Publishers are racing to own the money-making machine that is the daily news podcast. The medium has become industrialized, in quite an exciting way. It’s shaping the future of audio-only storytelling and the future of radio. The trick is to maintain momentum and continuity.
When the The New York Times decided to build a flagship podcast, it pretty much had to come out daily. That was a smart financial decision: A regular show, even if it builds up slowly, has a very predictable listener base and therefore can bring in much more money from sponsors, week in and week out.
The other sensible financial decision was to launch The Daily as a relatively lo-fi operation where the host, Michael Barbaro, would talk on the phone to a Times reporter about a story of the day. That was expensive, but not punishingly so.
It became a phenomenon, racking up millions of downloads. Before long it supplanted the front page of the newspaper as the most coveted spot for Times journalists to get their stories featured; it also started minting money. That enabled it to grow substantially in terms of staffing, resources, ambition, and gloss.
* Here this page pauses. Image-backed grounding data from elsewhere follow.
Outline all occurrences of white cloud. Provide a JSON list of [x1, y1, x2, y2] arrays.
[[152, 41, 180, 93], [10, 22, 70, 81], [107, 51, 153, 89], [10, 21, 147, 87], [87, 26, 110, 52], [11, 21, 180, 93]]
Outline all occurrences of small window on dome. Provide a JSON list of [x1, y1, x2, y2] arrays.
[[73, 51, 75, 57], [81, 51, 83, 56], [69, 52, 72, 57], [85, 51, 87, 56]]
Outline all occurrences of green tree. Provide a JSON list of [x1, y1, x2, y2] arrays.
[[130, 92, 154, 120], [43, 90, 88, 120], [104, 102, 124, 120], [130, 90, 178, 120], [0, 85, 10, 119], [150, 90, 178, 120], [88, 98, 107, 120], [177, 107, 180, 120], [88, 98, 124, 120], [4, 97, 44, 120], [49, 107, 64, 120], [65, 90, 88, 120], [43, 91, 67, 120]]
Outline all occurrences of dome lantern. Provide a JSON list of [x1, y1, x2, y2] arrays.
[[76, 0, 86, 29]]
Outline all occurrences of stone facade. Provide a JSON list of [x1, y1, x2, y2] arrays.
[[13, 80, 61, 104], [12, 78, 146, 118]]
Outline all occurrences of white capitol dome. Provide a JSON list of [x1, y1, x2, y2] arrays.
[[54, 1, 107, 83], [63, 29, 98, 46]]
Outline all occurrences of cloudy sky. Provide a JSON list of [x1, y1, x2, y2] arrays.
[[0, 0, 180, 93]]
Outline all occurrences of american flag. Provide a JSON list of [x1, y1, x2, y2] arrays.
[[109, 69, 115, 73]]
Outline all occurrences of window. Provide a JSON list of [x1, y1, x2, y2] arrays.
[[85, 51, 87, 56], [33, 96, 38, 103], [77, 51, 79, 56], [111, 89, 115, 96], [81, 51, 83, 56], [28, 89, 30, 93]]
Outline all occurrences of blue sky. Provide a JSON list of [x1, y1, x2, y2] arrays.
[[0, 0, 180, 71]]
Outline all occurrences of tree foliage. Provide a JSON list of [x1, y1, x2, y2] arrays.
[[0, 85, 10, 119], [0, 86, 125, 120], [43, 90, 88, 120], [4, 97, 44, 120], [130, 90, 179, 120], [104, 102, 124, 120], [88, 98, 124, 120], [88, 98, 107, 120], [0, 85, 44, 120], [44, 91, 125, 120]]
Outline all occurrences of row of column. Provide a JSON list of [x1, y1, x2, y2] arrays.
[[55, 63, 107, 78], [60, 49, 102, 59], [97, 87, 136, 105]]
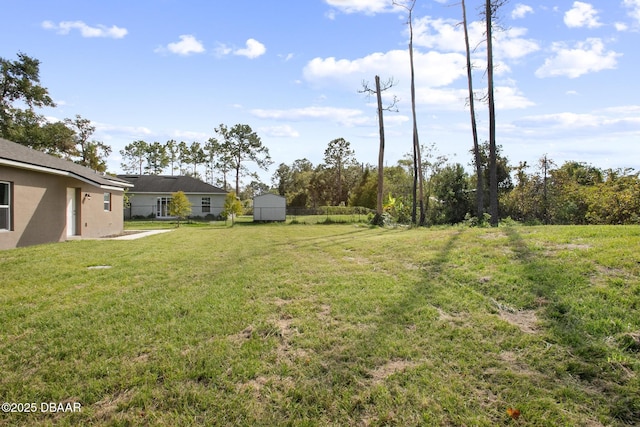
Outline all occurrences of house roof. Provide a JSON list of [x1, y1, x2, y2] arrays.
[[0, 137, 132, 190], [117, 175, 227, 194]]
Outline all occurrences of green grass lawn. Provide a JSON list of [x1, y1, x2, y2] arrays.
[[1, 223, 639, 426]]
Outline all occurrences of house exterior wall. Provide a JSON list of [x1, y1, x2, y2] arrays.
[[0, 167, 124, 249], [125, 193, 226, 219], [254, 194, 286, 221]]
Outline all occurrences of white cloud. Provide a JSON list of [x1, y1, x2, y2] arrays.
[[495, 27, 541, 60], [615, 22, 629, 31], [214, 43, 233, 57], [512, 4, 534, 19], [156, 35, 205, 56], [623, 0, 640, 23], [412, 17, 539, 60], [41, 20, 127, 38], [494, 85, 536, 110], [324, 0, 395, 15], [304, 49, 467, 89], [251, 106, 370, 127], [513, 109, 640, 139], [259, 125, 300, 138], [535, 38, 621, 78], [234, 38, 266, 59], [564, 2, 602, 29], [169, 129, 208, 141]]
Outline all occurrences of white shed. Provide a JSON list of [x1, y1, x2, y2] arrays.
[[253, 193, 286, 222]]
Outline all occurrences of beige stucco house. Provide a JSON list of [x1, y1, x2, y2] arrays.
[[0, 137, 133, 249], [117, 175, 227, 219]]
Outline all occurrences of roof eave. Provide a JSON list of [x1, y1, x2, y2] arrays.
[[0, 158, 129, 190]]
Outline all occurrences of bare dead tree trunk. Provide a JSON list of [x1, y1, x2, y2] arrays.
[[486, 0, 499, 227], [375, 76, 385, 215], [462, 0, 484, 219], [394, 0, 424, 226], [361, 77, 398, 223]]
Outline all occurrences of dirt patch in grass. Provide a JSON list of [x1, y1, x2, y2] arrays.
[[318, 304, 331, 319], [227, 326, 255, 345], [90, 389, 136, 421], [368, 359, 419, 384], [499, 309, 539, 334]]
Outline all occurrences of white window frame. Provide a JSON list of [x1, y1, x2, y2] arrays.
[[103, 192, 111, 211], [0, 181, 11, 231], [202, 197, 211, 213], [156, 197, 173, 218]]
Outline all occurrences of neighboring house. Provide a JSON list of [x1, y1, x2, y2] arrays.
[[0, 137, 133, 249], [117, 175, 227, 219], [253, 193, 286, 222]]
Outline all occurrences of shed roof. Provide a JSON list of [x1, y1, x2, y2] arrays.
[[0, 137, 132, 189], [254, 193, 286, 200], [117, 175, 227, 194]]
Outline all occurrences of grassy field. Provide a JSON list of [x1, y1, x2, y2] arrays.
[[1, 223, 639, 426]]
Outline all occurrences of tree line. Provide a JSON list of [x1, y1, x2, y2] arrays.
[[119, 123, 272, 196], [274, 141, 640, 226]]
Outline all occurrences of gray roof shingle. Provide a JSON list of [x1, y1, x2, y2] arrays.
[[0, 137, 131, 188], [117, 175, 227, 194]]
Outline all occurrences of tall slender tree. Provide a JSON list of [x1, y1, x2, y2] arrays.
[[485, 0, 508, 226], [461, 0, 484, 220], [393, 0, 425, 225], [120, 140, 149, 175], [165, 139, 179, 175], [204, 137, 219, 184], [324, 137, 356, 205], [184, 141, 205, 178], [360, 76, 398, 219], [145, 141, 169, 175], [215, 123, 271, 196]]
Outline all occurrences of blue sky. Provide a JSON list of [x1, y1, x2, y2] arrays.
[[2, 0, 640, 185]]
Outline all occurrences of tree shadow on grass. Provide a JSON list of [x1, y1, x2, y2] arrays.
[[502, 226, 640, 424]]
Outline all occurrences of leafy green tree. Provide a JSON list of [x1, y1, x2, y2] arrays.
[[145, 141, 169, 175], [472, 142, 512, 219], [222, 191, 243, 225], [431, 163, 472, 224], [241, 179, 270, 201], [184, 141, 205, 178], [0, 53, 56, 144], [273, 163, 293, 197], [120, 140, 149, 174], [203, 137, 220, 184], [585, 169, 639, 224], [349, 167, 377, 209], [169, 191, 192, 227], [323, 137, 356, 205], [19, 117, 75, 157], [64, 114, 111, 172], [176, 141, 188, 175], [216, 123, 272, 196], [165, 139, 179, 175], [502, 161, 544, 223]]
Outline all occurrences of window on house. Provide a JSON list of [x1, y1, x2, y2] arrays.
[[0, 182, 11, 231], [104, 192, 111, 211], [156, 197, 172, 217], [202, 197, 211, 213]]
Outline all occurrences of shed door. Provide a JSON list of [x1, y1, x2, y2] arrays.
[[67, 188, 78, 236]]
At this point, it has become a high-prestige home for expensive daily mini-documentaries.
In recent weeks, The Daily announced that it was becoming a national radio show. In doing so, it proved that scale can generate millions of dollars in new revenue, as well as (potentially) a hugely valuable spot on the national FM radio dial. To put it another way: The Daily’s radio show won’t just make money on its own right, it will sell subscriptions to the newspaper and the website while doing so.